Abstract:Continual or lifelong learning (CL) is one of the most challenging problems in machine learning. In this paradigm, a system must learn new tasks, contexts, or data without forgetting previously learned information. We present a scalable approach to multi-context continual learning (MCCL) in which we decouple how a system learns to solve new tasks (i.e., acquires skills) from how it stores them. Our approach leverages two types of artificial networks: (1) a set of reusable, \textit{task-specific networks} (TN) that can be trained as needed to learn new skills, and (2) a lifelong, \textit{autoencoder network} (EN) that stores all learned skills in a compact, latent space.

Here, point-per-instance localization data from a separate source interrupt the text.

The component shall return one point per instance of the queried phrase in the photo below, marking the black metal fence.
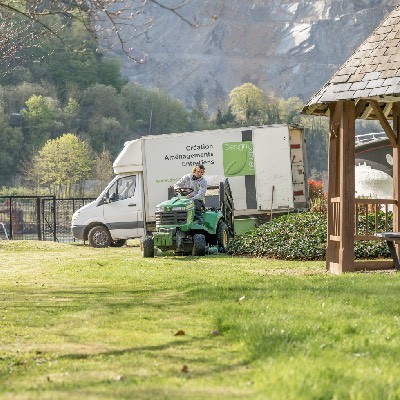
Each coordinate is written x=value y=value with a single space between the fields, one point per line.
x=38 y=217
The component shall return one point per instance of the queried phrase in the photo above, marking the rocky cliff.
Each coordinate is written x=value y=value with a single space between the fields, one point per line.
x=286 y=46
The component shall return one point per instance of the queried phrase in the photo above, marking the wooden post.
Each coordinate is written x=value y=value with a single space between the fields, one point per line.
x=396 y=169
x=347 y=186
x=332 y=248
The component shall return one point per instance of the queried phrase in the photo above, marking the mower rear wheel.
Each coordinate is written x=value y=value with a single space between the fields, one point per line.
x=147 y=246
x=199 y=245
x=222 y=236
x=99 y=236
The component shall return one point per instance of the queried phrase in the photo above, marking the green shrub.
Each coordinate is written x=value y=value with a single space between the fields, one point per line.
x=300 y=236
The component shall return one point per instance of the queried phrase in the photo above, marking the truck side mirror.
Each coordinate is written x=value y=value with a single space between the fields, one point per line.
x=106 y=198
x=112 y=198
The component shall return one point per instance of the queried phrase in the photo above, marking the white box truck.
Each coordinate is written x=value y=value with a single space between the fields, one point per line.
x=265 y=166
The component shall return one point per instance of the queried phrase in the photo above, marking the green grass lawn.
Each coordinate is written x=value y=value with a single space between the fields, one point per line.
x=84 y=323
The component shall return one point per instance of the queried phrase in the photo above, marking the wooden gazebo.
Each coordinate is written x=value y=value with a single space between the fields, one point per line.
x=367 y=86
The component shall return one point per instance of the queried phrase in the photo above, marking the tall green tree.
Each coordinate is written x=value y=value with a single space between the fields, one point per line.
x=248 y=104
x=63 y=164
x=40 y=122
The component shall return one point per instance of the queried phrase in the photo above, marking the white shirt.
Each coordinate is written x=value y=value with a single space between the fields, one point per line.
x=199 y=186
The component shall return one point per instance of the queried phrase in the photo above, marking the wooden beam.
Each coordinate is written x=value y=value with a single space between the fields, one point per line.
x=360 y=107
x=334 y=121
x=387 y=109
x=367 y=112
x=384 y=122
x=347 y=186
x=332 y=246
x=396 y=171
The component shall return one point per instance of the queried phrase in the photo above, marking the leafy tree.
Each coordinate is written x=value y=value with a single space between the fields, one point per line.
x=24 y=25
x=103 y=169
x=70 y=114
x=101 y=100
x=15 y=97
x=248 y=104
x=106 y=132
x=11 y=140
x=110 y=73
x=63 y=163
x=40 y=120
x=226 y=119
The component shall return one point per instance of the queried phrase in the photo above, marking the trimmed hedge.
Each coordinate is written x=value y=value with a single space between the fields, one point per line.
x=300 y=236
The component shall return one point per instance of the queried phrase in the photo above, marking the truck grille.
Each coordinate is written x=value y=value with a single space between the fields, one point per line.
x=171 y=218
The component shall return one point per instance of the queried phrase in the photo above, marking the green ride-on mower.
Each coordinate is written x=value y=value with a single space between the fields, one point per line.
x=177 y=228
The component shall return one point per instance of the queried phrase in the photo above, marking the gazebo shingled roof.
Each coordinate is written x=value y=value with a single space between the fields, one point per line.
x=372 y=72
x=366 y=86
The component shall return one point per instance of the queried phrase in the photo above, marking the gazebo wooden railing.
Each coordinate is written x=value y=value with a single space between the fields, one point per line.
x=364 y=209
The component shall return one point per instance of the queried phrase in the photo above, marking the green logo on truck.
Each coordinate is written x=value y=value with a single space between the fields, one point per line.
x=238 y=158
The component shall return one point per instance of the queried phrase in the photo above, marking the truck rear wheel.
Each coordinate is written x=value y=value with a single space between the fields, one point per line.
x=199 y=245
x=147 y=246
x=222 y=236
x=99 y=236
x=118 y=243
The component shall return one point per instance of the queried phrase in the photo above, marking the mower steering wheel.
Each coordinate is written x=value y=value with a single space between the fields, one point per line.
x=183 y=191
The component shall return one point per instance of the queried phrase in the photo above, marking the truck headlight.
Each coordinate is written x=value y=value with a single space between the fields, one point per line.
x=75 y=216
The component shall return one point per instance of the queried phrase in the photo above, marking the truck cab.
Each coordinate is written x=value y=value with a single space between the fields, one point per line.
x=115 y=216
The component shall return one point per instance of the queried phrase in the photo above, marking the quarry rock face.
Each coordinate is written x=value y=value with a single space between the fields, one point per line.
x=288 y=47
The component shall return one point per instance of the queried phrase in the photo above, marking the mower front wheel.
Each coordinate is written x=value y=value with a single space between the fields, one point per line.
x=147 y=246
x=222 y=236
x=199 y=245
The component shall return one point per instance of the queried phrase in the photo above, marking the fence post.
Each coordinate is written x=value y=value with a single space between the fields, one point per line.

To learn a new skill, we first train a TN using conventional backpropagation, thus placing no restrictions on the system's ability to encode the new task. We then incorporate the newly learned skill into the latent space by first recalling previously learned skills using our EN and then retraining it on both the new and recalled skills. Our approach can efficiently store an arbitrary number of skills without compromising previously learned information because each skill is stored as a separate latent vector. Whenever a particular skill is needed, we recall the necessary weights using our EN and then load them into the corresponding TN. Experiments on the MNIST and CIFAR datasets show that we can continually learn new skills without compromising the performance of existing skills. To the best of our knowledge, we are the first to demonstrate the feasibility of encoding entire networks in order to facilitate efficient continual learning.